Islands of Western Australia

The Beagle Islands are a small group of islands in Western Australia, found approximately 15 km northwest of Leeman.

==Island group==
The Beagle Islands are a group of three individual islands:
- North West Beagle Island with an area of 0.5 ha located 8.6 km from the mainland.
- East Beagle Island with an area of 1.5 ha located 8.3 km from the mainland.
- South West Beagle Island with an area of 0.5 ha located 8.6 km from the mainland.

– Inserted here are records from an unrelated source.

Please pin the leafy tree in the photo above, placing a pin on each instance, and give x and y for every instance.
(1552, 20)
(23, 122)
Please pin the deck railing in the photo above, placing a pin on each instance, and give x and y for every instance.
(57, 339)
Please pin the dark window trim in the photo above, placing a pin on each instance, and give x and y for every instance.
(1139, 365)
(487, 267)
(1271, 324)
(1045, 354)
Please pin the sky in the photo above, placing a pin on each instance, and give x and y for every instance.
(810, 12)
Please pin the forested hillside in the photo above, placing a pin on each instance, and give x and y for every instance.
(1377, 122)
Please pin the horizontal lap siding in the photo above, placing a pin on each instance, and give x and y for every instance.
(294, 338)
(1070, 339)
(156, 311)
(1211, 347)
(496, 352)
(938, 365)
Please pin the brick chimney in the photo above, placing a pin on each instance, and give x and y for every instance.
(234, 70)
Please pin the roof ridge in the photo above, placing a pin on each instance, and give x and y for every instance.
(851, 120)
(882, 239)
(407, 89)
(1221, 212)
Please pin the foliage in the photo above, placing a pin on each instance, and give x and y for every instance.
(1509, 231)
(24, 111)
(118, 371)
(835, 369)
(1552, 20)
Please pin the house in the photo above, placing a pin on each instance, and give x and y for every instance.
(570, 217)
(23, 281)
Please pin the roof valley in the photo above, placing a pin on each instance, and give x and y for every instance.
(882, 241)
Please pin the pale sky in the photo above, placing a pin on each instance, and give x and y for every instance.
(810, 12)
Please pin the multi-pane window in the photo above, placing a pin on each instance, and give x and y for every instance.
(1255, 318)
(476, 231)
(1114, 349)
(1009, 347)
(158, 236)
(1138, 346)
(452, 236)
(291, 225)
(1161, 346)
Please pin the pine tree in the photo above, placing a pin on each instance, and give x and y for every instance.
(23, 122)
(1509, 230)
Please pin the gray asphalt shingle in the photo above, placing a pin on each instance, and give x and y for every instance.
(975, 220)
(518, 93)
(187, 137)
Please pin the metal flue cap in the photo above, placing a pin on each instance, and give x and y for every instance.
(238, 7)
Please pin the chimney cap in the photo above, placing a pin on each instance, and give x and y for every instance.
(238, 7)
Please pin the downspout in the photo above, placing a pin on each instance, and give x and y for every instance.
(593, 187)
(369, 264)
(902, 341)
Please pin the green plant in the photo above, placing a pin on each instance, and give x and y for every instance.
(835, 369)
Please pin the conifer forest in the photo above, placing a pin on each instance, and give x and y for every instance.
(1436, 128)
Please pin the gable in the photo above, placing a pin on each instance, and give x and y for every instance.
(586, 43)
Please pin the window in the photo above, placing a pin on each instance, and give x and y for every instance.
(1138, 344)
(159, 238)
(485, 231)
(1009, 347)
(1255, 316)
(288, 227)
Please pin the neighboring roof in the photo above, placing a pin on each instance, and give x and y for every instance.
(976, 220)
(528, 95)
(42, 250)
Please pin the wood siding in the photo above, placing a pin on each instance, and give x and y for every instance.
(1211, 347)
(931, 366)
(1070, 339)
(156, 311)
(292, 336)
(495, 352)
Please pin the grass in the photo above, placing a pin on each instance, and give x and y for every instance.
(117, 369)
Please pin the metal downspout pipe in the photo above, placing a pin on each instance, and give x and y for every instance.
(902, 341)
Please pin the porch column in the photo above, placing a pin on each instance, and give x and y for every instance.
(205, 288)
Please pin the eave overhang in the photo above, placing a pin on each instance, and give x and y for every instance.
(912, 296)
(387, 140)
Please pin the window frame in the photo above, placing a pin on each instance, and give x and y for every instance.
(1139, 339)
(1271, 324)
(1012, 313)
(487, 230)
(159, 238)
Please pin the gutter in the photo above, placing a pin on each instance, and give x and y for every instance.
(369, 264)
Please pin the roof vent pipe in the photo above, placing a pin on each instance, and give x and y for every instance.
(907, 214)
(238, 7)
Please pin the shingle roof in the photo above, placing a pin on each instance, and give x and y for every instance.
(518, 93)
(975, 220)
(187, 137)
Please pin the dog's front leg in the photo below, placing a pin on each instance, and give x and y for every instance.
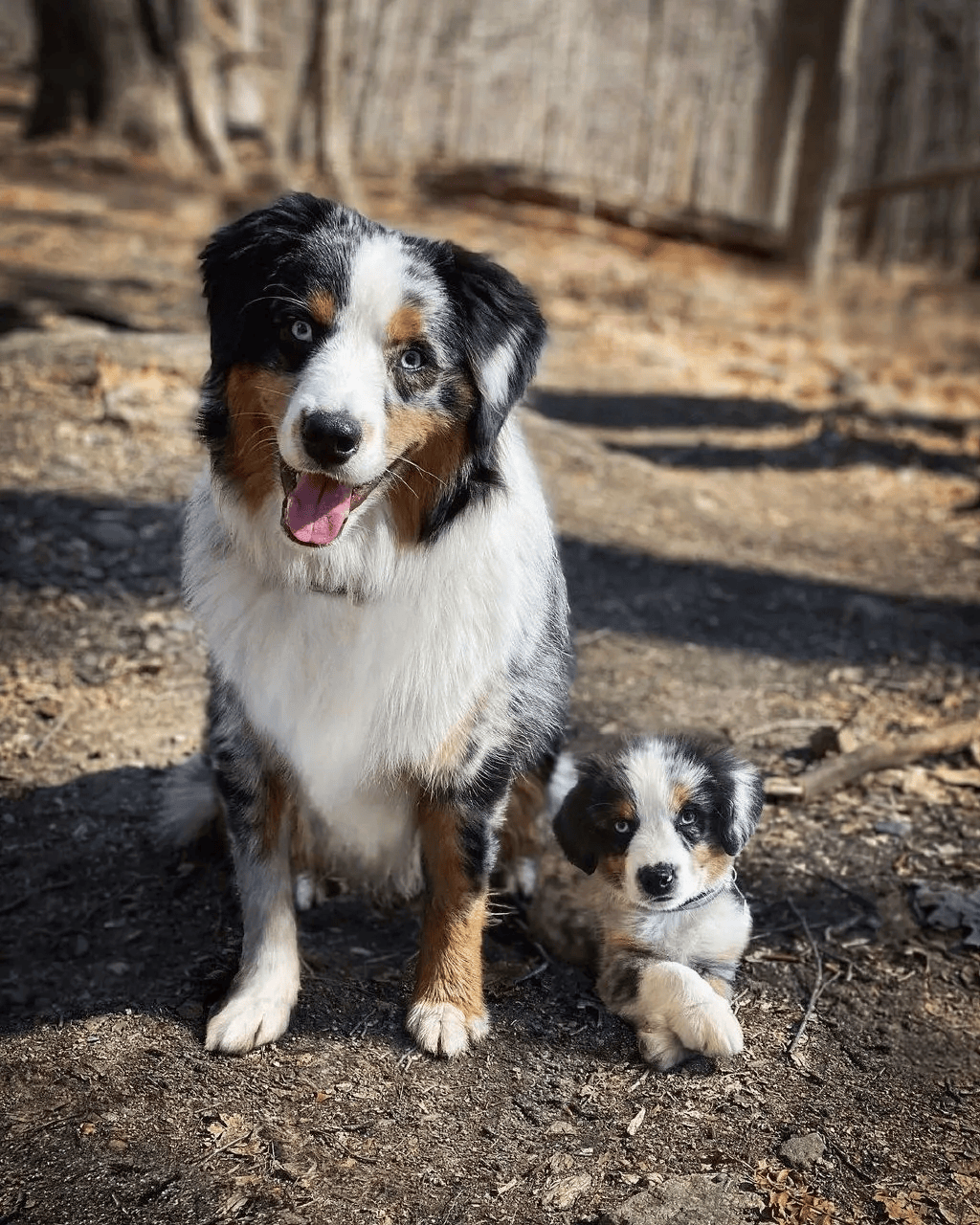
(258, 814)
(447, 1010)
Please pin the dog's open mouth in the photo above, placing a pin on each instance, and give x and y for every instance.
(316, 506)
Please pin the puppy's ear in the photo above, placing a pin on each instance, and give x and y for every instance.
(502, 333)
(240, 261)
(574, 827)
(742, 804)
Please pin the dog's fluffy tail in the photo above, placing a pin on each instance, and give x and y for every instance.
(191, 804)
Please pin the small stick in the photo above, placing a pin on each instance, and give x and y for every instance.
(766, 729)
(819, 984)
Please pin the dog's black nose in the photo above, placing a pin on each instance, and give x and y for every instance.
(657, 880)
(329, 437)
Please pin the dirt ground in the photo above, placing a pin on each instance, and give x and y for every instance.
(758, 500)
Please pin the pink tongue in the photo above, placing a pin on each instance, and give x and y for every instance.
(318, 508)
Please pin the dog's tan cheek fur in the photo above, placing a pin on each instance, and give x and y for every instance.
(405, 326)
(256, 399)
(713, 861)
(450, 968)
(323, 306)
(435, 449)
(612, 869)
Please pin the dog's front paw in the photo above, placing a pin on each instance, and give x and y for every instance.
(661, 1048)
(249, 1018)
(445, 1029)
(709, 1027)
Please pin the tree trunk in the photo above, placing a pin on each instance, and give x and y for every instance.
(105, 61)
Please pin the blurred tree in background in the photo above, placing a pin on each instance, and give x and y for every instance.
(744, 122)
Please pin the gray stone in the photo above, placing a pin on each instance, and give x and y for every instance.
(804, 1150)
(705, 1198)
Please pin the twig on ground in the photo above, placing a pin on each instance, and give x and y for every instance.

The group is at the northern end of the Turquoise Coast islands group, a chain of 40 islands spread over a distance of 150 km. The Beagle Islands are located in the Beagle Islands Nature Reserve, which was declared in 1962.

==Geology==
The islands formed approximately 10,000 years ago after large fluctuations in sea levels caused erosion on large areas of the continental shelf during periods of glaciation. Large parallel sand dunes then formed and hardened into limestone, forming islands, most of which have been separated from the mainland for 6,500 years.

Well preserved Tamala limestone geological features can be found on all of the Turquoise Coast islands, with supra-tidal hard coral fossils being found on the Beagle Islands.

==Sea lions==
The islands are home to the largest population of Australian sea lions in Western Australia, The breeding colony is estimated to be between 150 and 250 animals depending on the breeding cycle. East Beagle island is also home to the tree-like form of the Nitre Bush, an important habitat for sea lions when pupping.

==Wreck==
In 1905 a boat was reported as being wrecked near the islands, and in 1934 a fisherman drowned after being swept overboard.